Federal Law Requires Equal Coverage

A federal law called the Mental Health Parity and Addiction Equity Act prevents insurance companies from making mental health coverage more restrictive than coverage for other medical care. This means your plan can’t charge higher copays for therapy than it charges for a comparable medical visit, and it can’t impose visit limits on mental health that don’t also apply to medical care. Financial requirements like copays and coinsurance, along with treatment limitations like prior authorization rules, must be no more restrictive for mental health than for medical and surgical benefits.

This law applies to most employer-sponsored plans and all plans sold through the Marketplace. If you believe your plan is applying stricter rules to mental health coverage than to other medical care, you have grounds to file an appeal or a complaint with your state’s insurance department.

Prior Authorization and Session Limits

Some insurance plans require prior authorization before they’ll cover therapy. This means your therapist (or you) needs to get approval from the insurance company before treatment begins or after an initial set of sessions. The insurer may ask for a diagnosis and a brief treatment plan to confirm the care is medically necessary.
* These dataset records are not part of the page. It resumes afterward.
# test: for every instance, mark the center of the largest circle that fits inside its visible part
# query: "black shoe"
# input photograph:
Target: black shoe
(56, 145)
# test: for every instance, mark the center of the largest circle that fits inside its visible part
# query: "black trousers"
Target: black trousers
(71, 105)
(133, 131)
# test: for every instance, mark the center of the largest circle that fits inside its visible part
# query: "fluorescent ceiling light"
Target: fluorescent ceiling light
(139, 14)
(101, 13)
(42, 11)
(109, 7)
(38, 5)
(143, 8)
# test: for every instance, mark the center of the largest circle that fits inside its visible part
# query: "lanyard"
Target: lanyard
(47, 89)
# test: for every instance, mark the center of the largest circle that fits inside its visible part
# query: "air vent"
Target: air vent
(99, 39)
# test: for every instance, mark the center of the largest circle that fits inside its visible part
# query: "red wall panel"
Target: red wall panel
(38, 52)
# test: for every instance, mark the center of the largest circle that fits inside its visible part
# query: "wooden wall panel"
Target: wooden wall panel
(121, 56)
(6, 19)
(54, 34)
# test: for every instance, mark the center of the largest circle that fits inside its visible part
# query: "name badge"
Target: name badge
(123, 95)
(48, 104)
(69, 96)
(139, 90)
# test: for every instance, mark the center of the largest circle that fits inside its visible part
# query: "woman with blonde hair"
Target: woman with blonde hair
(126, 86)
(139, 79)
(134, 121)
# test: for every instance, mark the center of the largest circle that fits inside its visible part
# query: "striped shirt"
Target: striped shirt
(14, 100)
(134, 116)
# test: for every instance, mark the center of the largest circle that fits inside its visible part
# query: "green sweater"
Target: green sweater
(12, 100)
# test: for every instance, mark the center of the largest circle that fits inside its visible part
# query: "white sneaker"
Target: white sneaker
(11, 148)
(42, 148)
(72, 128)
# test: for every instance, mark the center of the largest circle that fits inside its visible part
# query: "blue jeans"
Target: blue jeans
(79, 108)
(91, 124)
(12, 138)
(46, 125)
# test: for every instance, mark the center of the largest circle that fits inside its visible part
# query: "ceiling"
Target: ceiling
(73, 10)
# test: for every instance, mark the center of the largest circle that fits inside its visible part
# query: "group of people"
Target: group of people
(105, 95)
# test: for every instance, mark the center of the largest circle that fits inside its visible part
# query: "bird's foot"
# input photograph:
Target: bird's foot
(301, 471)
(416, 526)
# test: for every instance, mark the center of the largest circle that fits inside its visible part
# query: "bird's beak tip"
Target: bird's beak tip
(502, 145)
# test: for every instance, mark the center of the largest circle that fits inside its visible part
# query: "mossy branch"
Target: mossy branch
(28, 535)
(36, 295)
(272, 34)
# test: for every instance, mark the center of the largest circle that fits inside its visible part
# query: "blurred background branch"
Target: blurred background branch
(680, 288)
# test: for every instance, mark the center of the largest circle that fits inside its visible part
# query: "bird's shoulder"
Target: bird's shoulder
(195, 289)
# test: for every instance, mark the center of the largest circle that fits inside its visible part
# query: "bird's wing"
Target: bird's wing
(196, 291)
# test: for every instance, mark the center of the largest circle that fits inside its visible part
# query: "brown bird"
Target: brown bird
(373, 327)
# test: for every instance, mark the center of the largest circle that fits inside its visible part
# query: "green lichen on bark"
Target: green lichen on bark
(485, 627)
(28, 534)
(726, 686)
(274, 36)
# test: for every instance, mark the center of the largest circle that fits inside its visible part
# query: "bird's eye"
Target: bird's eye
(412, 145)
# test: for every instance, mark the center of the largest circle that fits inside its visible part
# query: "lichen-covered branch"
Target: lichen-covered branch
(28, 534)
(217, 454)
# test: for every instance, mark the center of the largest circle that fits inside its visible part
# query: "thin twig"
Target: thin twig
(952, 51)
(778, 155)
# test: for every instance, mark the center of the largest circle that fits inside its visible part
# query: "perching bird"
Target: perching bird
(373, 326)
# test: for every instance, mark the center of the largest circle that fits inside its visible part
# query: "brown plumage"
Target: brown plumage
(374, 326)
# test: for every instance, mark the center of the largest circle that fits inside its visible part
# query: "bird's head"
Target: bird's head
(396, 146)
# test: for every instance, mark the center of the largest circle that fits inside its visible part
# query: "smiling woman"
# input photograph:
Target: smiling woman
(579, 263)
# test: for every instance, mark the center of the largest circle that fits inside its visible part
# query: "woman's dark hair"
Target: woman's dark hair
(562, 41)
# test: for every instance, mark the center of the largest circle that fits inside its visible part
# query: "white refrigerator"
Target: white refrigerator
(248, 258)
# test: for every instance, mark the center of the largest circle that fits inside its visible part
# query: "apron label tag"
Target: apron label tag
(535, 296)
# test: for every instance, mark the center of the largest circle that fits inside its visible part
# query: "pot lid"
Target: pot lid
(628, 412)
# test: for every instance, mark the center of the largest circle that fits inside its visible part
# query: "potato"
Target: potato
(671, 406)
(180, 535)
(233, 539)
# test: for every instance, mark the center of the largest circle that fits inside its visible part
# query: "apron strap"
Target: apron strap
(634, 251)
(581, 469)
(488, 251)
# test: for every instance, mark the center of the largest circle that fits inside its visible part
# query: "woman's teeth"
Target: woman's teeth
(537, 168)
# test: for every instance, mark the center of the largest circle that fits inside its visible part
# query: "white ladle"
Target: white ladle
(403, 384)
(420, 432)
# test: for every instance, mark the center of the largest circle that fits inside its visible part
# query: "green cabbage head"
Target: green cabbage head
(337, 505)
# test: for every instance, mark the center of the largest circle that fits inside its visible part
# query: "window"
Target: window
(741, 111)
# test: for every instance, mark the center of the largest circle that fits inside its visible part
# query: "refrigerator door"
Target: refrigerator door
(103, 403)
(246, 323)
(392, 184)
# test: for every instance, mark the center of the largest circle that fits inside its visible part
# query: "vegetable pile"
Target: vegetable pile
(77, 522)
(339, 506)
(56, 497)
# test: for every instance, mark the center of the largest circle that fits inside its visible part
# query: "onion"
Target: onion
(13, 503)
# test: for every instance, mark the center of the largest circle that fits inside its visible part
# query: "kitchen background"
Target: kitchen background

Not all plans require this. Many cover outpatient therapy without prior authorization, especially for initial visits. But if your plan does require it and you skip this step, you could be stuck paying the full cost even though therapy is technically a covered benefit. This is one of the most important questions to ask when you call member services.

Session limits are less common than they used to be, partly because of parity law requirements. But some plans still manage the number of sessions through periodic reviews, where your therapist submits progress notes to justify continued treatment. Your therapist’s office will generally handle this process if it applies to your plan.

What If You Have Medicare or Medicaid?

Medicare Part B covers outpatient mental health services, including therapy with psychologists, clinical social workers, and other licensed providers. After meeting the Part B deductible, you pay 20% of the Medicare-approved amount for each session with no annual cap on the number of visits. Your therapist must accept Medicare assignment for this pricing to apply.

Medicaid coverage for therapy varies by state, but all state Medicaid programs cover some form of mental health treatment. If you have Medicaid, contact your plan directly or visit your state’s Medicaid website to find covered providers in your area. Many Medicaid plans have no copay for therapy, or charge only a nominal amount.

If Your Insurance Doesn’t Cover Enough

If your plan has a high deductible or doesn’t cover the type of therapy you need, you still have options. Many therapists offer sliding-scale fees based on income, reducing their rate for clients who would otherwise struggle to afford care. Community mental health centers provide therapy at reduced costs or on a sliding scale regardless of insurance status. Online therapy platforms sometimes offer lower session rates than traditional in-office visits, and some have subscription models that work out cheaper than paying per session with a high copay.

You can also ask your therapist about using your insurance for some sessions and paying out of pocket for others, though this arrangement has limitations depending on your plan’s rules. If cost is a barrier, being upfront with a therapist’s office about your budget often opens doors to arrangements that aren’t listed publicly.